Targeting microbubbles-carrying TGFß1 inhibitor combined with ultrasound sonication induce BBB/BTB disruption to enhance nanomedicine treatment for brain tumors.

The clinical application of chemotherapy for brain cancer tumors remains a challenge due to difficulties in the transport of therapeutic agents across the blood-brain barrier/blood-tumor barrier (BBB/BTB). In this study, we developed des-octanoyl ghrelin-conjugated microbubbles (GMB) loaded with TGFß1 inhibitor (LY364947) (GMBL) to induce BBB/BTB disruption for ultrasound (US) sonication with GMBL. The in-vitro stability study showed that GMB was pretty stable over one month. The in-vivo study showed that the accumulation of superparamagnetic iron oxide nanoparticles (SPION) in the sonicated tumor was significantly higher for focused US sonication in the presence of GMBL, indicating that GMBL/US can locally disrupt BBB/BTB to promote vascular permeability of nanoparticles. In addition, the combination of folate-conjugated polymersomal doxorubicin (FPD) and GMBL/US (FPD+GMBL/US) achieved the best anti-glioma effect and significant improvement in the overall survival time for brain tumor-bearing mice. When combined with focused US, GMBL facilitated local BBB/BTB disruption and simultaneously released LY364947 to decrease the pericyte coverage of the endothelium at the targeted brain tumor sites, resulting in enhanced accumulation and antitumor activity of FPD. The overall results indicate that GMBL/US owns a great potential for non-invasive targeting delivery of nanomedicine across the BBB to treat central nervous system (CNS) diseases.

Targeted delivery of erythropoietin by transcranial focused ultrasound for neuroprotection against ischemia/reperfusion-induced neuronal injury: a long-term and short-term study.

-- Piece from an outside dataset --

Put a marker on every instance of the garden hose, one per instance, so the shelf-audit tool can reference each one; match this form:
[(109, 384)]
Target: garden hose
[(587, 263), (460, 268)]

Erythropoietin (EPO) is a neuroprotective agent against cerebral ischemia/reperfusion (I/R)-induced brain injury. However, its crossing of blood-brain barrier is limited. Focused ultrasound (FUS) sonication with microbubbles (MBs) can effectively open blood-brain barrier to boost the vascular permeability. In this study, we investigated the effects of MBs/FUS on extending the therapeutic time window of EPO and its neuroprotective effects in both acute and chronic phases. Male Wistar rats were firstly subjected to two common carotid arteries and right middle cerebral artery occlusion (three vessels occlusion, 3VO) for 50 min, and then the rats were treated with hEPO (human recombinant EPO, 5000 IU/kg) with or without MBs/FUS at 5 h after occlusion/reperfusion. Acute phase investigation (I/R, I/R+MBs/FUS, I/R+hEPO, and I/R+hEPO+MBs/FUS) was performed 24 h after I/R; chronic tests including cylinder test and gait analysis were performed one month after I/R. The experimental results showed that MBs/FUS significantly increased the cerebral content of EPO by bettering vascular permeability. In acute phase, both significant improvement of neurological score and reduction of infarct volume were found in the I/R+hEPO+MBs/FUS group, as compared with I/R and I/R+hEPO groups. In chronic phase, long-term behavioral recovery and neuronal loss in brain cortex after I/R injury was significantly improved in the I/R+hEPO+MBs/FUS group. This study indicates that hEPO administration with MBs/FUS sonication even at 5 h after occlusion/reperfusion can produce a significant neuroprotection.